N children have some chocolates, the i-th of them having A_i chocolates initially.
Can the chocolates be redistributed such that each child has at least one, and no two children have a difference of \gt K in their chocolates?

EXPLANATION:

Since we’re allowed to freely redistribute the chocolates, the initial A_i values don’t really matter: the only thing we care about is S = A_1 + A_2 + \ldots + A_N, the total number of chocolates.

First, let’s satisfy the condition that each child receives at least one chocolate, by giving one to each child.
If S \lt N this is impossible and the answer is No, otherwise we’re left with S - N chocolates to distribute.

Notice that it’s always possible to make the maximum difference between two children be \leq 1, by just giving chocolates in order and cycling around.
That is, give a chocolate to child 1, then to 2, then to 3, and so on till you reach N. Then restart the process from 1 again; and continue this till you run out of chocolates.

So, if S \geq N and K \geq 1, the answer is immediately "Yes".
That only leaves the case when S \geq N and K = 0.
However, K = 0 means that all the children should have an equal number of chocolates.
There are S chocolates in total, so the only way this is possible is if each one receives \frac{S}{N} of them - which requires \frac{S}{N} to be an integer, i.e, N should divide S.

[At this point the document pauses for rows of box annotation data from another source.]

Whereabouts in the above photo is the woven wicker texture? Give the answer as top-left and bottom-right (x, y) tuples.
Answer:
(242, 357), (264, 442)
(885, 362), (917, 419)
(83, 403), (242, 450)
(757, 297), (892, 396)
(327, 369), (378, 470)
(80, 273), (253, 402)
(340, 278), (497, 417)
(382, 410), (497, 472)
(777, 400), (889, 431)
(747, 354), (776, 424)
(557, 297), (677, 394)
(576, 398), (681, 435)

Putting everything together:

• Let S = sum(A_i).
  If S \lt N, the answer is "No".
• If S \geq N and K \geq 1, the answer is "Yes".
• If S \geq N and K = 0, the answer is "Yes" if N divides S and "No" otherwise.

TIME COMPLEXITY

\mathcal{O}(N) per testcase.

CODE:

for _ in range(int(input())):
    n, k = map(int, input().split())
    chocolates = sum(list(map(int, input().split())))
    if k == 0: print('Yes' if chocolates%n == 0 and chocolates > 0 else 'No')
    else: print('Yes' if chocolates >= n else 'No')

Here’s a code in C++

#include <iostream>
using namespace std;

int main() {
	// your code goes here
	int T;
	cin >> T;
	while(T--){
	    int N, k;
	    cin >> N >> k;
	    int sum = 0;
	    for(int i = 0; i < N; i++){
	        int num; cin >> num;
	        sum += num;
	    }
	    
	    if(sum < N){
	        cout << "NO\n";
	    }
	    else if(sum == N){
	        cout << "YES\n";
	    }
	    else{
	        int R = sum - N;
	        if(R < N){
	            if(k >= 1){
	                cout << "YES\n";    
	            }
	            else{
	                cout << "NO\n";
	            }
	        }
	        else if(R == N){
	            cout << "YES\n";
	        }
	        else{
	            int r = (R % N);
	            if(r == 0){
	                cout << "YES\n";
	            }
	            else{
                    if(k >= 1){
    	                cout << "YES\n";    
    	            }
    	            else{
    	                cout << "NO\n";
    	            }
	            }
	        }
	    }
	}
	return 0;
}

It’s certainly not the best implementation out there, as I just wrote whatever first came to my mind.
Hope it helps.